What are the real world problems:
- Generating photo from text.
- Generating video from script
- Generate voice from text
- Generate fake news ! :P
- Generate UI code from images, stories, speeches, movies, ... anything !
- Data compression ! (as compression is also about prediction, to compress data. It fits into generative models mould quite well)
Estimate the distribution of data from some samples. For example, from the image net dataset, find the distribution of natural images data. We have an empirical small sample of distributiuon (Imagenet) and from it's sample, estimate it's true distribution.
"How likely is this data point from the true distribution ?"
A liklihood based model is a model whihc is a joint distribution over data.
We have some data points from the true data distribution which are IID. We constrain the data distribution to a dataset (maybe Imagenet)
For this class, a distribution is a function that takes in input and spits out a prob whether it is generated from true data process or not.
In the first lecture we deal with only discrete data, will move on to continous data later.
Potential uses are anomaly detection fast.
Sampling: Generate random variable X that has the same distribution of the model.
Deep learning helps to estimate distributions of a complex high dimensional data. Hence this class is motivated by that, unlike older classical stastical techniques, which fail in this high dimensional scenario.
We want our model to be:
- Small
- Fast
- Expressive
- Generalisable
We estimate p_data from samples.
TO do that, we have a function approximator to learn theta where theta apprxomates the real distribution.
- How do we design function approximations to effectiely represent complex joint distributions over x, yet be easy to train.
- There will be many choices, each with different tradeoffs.
Designing model and training procedure go hand in hand
We also want
- For loss function + search procedure to work for large dataset
- yeild theta simialr to true data distribution, think of loss as distance between distributions.
- Note that the training procedure can only see empiral data distributions, should be able to generalise.

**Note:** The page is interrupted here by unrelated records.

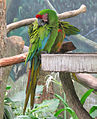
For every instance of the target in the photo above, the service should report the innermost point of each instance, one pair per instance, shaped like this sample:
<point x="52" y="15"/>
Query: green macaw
<point x="46" y="34"/>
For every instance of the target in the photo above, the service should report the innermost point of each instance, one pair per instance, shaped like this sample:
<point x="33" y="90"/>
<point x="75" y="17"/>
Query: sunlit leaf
<point x="93" y="109"/>
<point x="64" y="102"/>
<point x="84" y="97"/>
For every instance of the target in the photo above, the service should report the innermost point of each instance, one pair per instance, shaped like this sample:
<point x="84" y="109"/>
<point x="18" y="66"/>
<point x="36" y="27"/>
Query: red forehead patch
<point x="39" y="16"/>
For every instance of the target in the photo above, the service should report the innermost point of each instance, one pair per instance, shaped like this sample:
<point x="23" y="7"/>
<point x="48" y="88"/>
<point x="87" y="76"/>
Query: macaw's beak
<point x="42" y="19"/>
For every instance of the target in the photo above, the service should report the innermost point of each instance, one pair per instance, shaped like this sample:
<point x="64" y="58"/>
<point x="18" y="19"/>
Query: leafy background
<point x="87" y="23"/>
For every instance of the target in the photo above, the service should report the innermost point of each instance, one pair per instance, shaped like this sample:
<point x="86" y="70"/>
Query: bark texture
<point x="72" y="98"/>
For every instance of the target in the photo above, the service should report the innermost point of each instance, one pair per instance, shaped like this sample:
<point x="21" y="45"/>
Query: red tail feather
<point x="28" y="80"/>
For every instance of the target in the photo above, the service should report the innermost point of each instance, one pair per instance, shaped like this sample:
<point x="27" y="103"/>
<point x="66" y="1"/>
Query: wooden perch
<point x="21" y="58"/>
<point x="64" y="15"/>
<point x="70" y="62"/>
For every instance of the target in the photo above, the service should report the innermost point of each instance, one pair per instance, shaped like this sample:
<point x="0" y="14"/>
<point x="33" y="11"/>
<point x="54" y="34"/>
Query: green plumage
<point x="44" y="37"/>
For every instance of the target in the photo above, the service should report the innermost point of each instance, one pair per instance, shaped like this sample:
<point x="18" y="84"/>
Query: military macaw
<point x="46" y="34"/>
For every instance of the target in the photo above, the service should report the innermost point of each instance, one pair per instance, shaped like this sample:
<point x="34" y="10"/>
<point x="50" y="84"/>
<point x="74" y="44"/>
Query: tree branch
<point x="66" y="46"/>
<point x="64" y="15"/>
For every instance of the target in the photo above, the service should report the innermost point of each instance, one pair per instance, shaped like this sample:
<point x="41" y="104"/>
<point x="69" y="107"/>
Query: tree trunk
<point x="8" y="47"/>
<point x="2" y="50"/>
<point x="72" y="98"/>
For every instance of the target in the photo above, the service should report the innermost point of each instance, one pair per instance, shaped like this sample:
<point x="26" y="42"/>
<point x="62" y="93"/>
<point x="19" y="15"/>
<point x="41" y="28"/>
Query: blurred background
<point x="87" y="23"/>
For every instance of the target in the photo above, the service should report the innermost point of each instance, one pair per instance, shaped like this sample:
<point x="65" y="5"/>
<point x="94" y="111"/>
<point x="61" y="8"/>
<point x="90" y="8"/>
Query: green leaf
<point x="93" y="109"/>
<point x="58" y="112"/>
<point x="46" y="106"/>
<point x="72" y="113"/>
<point x="84" y="97"/>
<point x="58" y="96"/>
<point x="8" y="87"/>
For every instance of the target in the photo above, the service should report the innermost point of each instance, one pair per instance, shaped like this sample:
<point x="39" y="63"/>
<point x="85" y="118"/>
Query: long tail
<point x="31" y="85"/>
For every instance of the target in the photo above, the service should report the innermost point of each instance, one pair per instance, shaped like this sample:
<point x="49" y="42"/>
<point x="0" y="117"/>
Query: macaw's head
<point x="47" y="16"/>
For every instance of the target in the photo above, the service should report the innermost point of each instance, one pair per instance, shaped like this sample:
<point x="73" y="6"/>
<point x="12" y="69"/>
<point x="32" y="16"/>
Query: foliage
<point x="8" y="114"/>
<point x="84" y="97"/>
<point x="41" y="111"/>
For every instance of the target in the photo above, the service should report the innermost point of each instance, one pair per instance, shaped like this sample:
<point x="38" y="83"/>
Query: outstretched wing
<point x="68" y="28"/>
<point x="38" y="39"/>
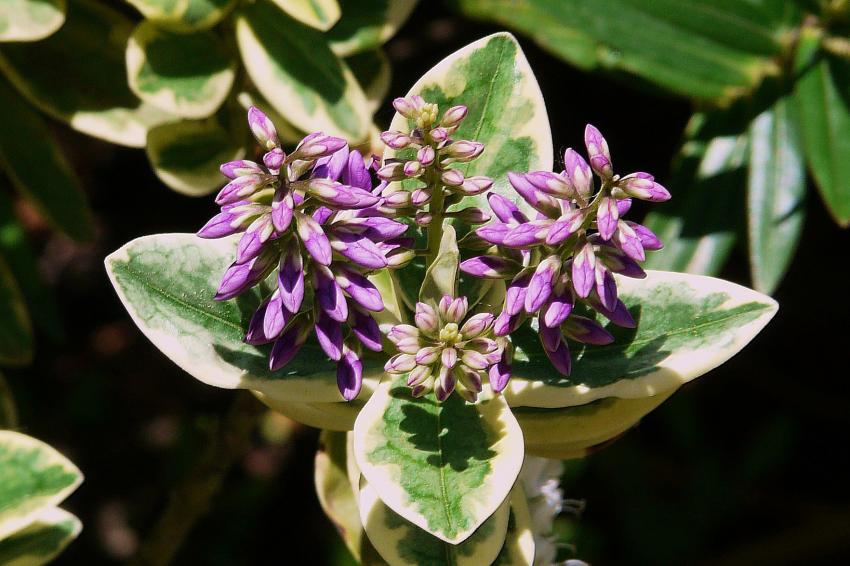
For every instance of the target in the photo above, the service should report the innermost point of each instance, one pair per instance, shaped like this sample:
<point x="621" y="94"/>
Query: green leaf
<point x="445" y="467"/>
<point x="697" y="227"/>
<point x="687" y="326"/>
<point x="367" y="24"/>
<point x="30" y="20"/>
<point x="775" y="194"/>
<point x="568" y="432"/>
<point x="318" y="14"/>
<point x="15" y="327"/>
<point x="93" y="96"/>
<point x="708" y="49"/>
<point x="295" y="70"/>
<point x="401" y="543"/>
<point x="42" y="541"/>
<point x="167" y="283"/>
<point x="506" y="111"/>
<point x="184" y="15"/>
<point x="441" y="276"/>
<point x="33" y="477"/>
<point x="186" y="155"/>
<point x="824" y="106"/>
<point x="188" y="75"/>
<point x="47" y="181"/>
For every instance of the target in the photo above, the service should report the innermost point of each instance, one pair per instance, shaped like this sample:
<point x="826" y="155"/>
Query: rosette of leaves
<point x="768" y="80"/>
<point x="169" y="75"/>
<point x="422" y="481"/>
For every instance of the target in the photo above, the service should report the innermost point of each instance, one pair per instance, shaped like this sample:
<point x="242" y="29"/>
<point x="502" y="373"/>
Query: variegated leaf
<point x="687" y="326"/>
<point x="167" y="283"/>
<point x="29" y="20"/>
<point x="33" y="477"/>
<point x="93" y="96"/>
<point x="295" y="70"/>
<point x="188" y="75"/>
<point x="445" y="467"/>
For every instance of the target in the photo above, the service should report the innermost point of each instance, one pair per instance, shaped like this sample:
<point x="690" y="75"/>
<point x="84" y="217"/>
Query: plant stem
<point x="191" y="499"/>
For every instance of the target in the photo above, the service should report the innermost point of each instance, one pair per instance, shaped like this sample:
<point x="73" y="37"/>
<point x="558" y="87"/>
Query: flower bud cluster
<point x="429" y="153"/>
<point x="443" y="353"/>
<point x="571" y="249"/>
<point x="314" y="216"/>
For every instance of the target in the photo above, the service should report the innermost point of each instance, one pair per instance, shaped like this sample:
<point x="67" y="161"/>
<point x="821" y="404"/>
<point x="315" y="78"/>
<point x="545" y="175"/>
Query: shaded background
<point x="747" y="465"/>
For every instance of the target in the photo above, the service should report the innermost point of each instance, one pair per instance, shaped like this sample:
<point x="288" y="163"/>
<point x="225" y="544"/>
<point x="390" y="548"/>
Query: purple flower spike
<point x="597" y="150"/>
<point x="349" y="375"/>
<point x="262" y="128"/>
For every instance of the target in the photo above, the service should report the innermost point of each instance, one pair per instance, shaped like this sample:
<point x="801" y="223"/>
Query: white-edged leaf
<point x="445" y="467"/>
<point x="687" y="326"/>
<point x="42" y="541"/>
<point x="295" y="70"/>
<point x="167" y="283"/>
<point x="34" y="477"/>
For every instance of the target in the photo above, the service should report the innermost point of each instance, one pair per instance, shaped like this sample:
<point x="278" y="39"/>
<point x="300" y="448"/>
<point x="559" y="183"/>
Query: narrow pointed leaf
<point x="42" y="541"/>
<point x="90" y="51"/>
<point x="775" y="193"/>
<point x="33" y="477"/>
<point x="295" y="70"/>
<point x="400" y="542"/>
<point x="506" y="111"/>
<point x="686" y="326"/>
<point x="366" y="24"/>
<point x="26" y="20"/>
<point x="167" y="283"/>
<point x="38" y="169"/>
<point x="186" y="155"/>
<point x="445" y="467"/>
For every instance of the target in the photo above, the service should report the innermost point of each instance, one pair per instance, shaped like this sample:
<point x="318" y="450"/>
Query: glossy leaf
<point x="15" y="327"/>
<point x="775" y="194"/>
<point x="697" y="227"/>
<point x="401" y="543"/>
<point x="824" y="106"/>
<point x="708" y="49"/>
<point x="366" y="24"/>
<point x="506" y="110"/>
<point x="445" y="467"/>
<point x="186" y="155"/>
<point x="41" y="541"/>
<point x="188" y="75"/>
<point x="93" y="96"/>
<point x="184" y="15"/>
<point x="167" y="283"/>
<point x="29" y="20"/>
<point x="687" y="326"/>
<point x="295" y="70"/>
<point x="38" y="169"/>
<point x="33" y="477"/>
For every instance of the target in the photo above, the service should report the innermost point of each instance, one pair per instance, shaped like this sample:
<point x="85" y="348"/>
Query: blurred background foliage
<point x="739" y="106"/>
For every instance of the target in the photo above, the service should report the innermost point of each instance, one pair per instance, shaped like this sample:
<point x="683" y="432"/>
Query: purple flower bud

Maximum Liklihood finds theta given dataset by solving optiisation problem.
Also statistics say that if model is expressive enough and given enough data, then solving maximum liklihood problem will yield parameters that generate the data.
It is equivalent to mimimising KL divergence between true and approximate model.
We can solve Maximum Liklihood by using SGD to minimise expectations.
If f is differentiable function of theat , it solves arg_min(Expectation of f)
As maximum liklihood is an average, and SGD minimises averages !
With maximum liklihood, our optimisation problem is:
argmin_theta(For data in dataset ( we check log(prob(x))))
The noise is coming from sample of true dataset, in supervised setting we can think of this noise as mini batches over dataset. (Slightly connfusing)